Conforce International (CFRI) looking at financials

Conforce (combined links) issued their Q3 results here on Feb 15, 2007. They incurred a loss of $142K which is pretty much all explained by the increased R&D costs which increased from Q2 due to the EKO-FLOR work. The costs of rolling the product out should be even larger. Where will the cash come from?

Assets:
Cash $4,785 (i.e. pretty much none)
AR: $445K (increased by $109K from $336K)
Fixed assets: $80K (net of $40K accumulated depreciation)
and some other small assets.

Liabilities:
Shareholder advances: $309K (up from $250K), no interest or terms of repayment
plus some other liabilities for a total of $463K

Equity:
Pretty close to zero

The cash flow statement is fairly screwed up. Basically they have almost no cash, shareholders have loaned the company cash to keep things going (probably by delaying their salary payments).

I'm probably crazy to continue owning the stock. I haven't been selling, although it's clear that some people have been, probably due to the less-than-ideal financial results of Q3.

How much dilution will occur? Can they get bank loans? Would this still be a good investment with 50% dilution? Can a slow ramp-up be done at low cost?

There are two important questions to ask here:
1) Will they succeed?
2) What is one share worth after dilution and/or costs of financing?

I'm betting that the answer to #1 is yes. I could be wrong.

Regarding question #2, the way to look at this is to assume a fairly severe dilution scenario and then figure out what the stock is worth afterwards. I think 50% dilution is a good yardstick to use (double the share count). Given the current price of around 50 cents and 120 million shares outstanding (which would become 240 million), is this company worth more than $120 million? I think the answer is yes.

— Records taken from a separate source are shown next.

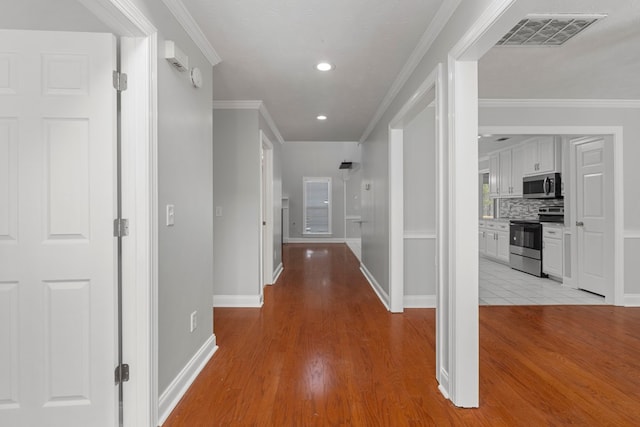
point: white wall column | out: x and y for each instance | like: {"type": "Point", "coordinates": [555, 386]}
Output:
{"type": "Point", "coordinates": [463, 249]}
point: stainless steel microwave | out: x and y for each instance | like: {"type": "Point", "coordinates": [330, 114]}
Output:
{"type": "Point", "coordinates": [547, 186]}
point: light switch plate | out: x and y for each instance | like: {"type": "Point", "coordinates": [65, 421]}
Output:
{"type": "Point", "coordinates": [170, 215]}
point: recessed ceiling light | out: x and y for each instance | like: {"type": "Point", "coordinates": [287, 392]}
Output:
{"type": "Point", "coordinates": [324, 66]}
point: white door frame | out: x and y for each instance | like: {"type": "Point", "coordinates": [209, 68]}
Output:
{"type": "Point", "coordinates": [409, 110]}
{"type": "Point", "coordinates": [266, 213]}
{"type": "Point", "coordinates": [139, 56]}
{"type": "Point", "coordinates": [616, 292]}
{"type": "Point", "coordinates": [462, 309]}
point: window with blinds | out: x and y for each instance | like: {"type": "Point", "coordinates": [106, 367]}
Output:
{"type": "Point", "coordinates": [317, 205]}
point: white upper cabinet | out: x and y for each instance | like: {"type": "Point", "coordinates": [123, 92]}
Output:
{"type": "Point", "coordinates": [510, 177]}
{"type": "Point", "coordinates": [517, 165]}
{"type": "Point", "coordinates": [541, 155]}
{"type": "Point", "coordinates": [505, 174]}
{"type": "Point", "coordinates": [494, 176]}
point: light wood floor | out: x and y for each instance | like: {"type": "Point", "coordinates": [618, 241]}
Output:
{"type": "Point", "coordinates": [323, 351]}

How much cash could they raise with a 50% dilution? I figure more than $10 million.

In the first post, I asked if this is worth significantly more than $60 million. This is a great example of why you need a seriously deep discount for these sorts of stocks because you may need a massive margin of safety.

Container floors for a 20 foot container have historical prices of very roughly $150, often times more. Given the advantages of EKO-FLOR, maybe Conforce can charge $200 per container. That might be optimistic, I don't know. If they fetch a net margin of 5%, that would be $10 per container. There are roughly 20 million containers manufactured per year. Conforce has a goal of about 6% market share, which would be about 1.2 million containers per year. With 5% net margins, that would mean they'd be worth around $180 million as a company. That's not a very good margin of safety if they have 50% dilution. But the long term trends are definitely in Conforce's favor: diminishing apitong plywood supplies, increasing global trade, increasing ecological awareness, and presumably more need for controlling the container environment in terms of chemical contamination etc.

And then there's the issue of whether they'll get more than 6% market share in the long run.

I don't know, maybe I'm just trying to convince myself to stay with it. I have to admit that the lack of liquidity caught me off guard. Am I paying attention here? I continue to own the stock (I haven't sold any).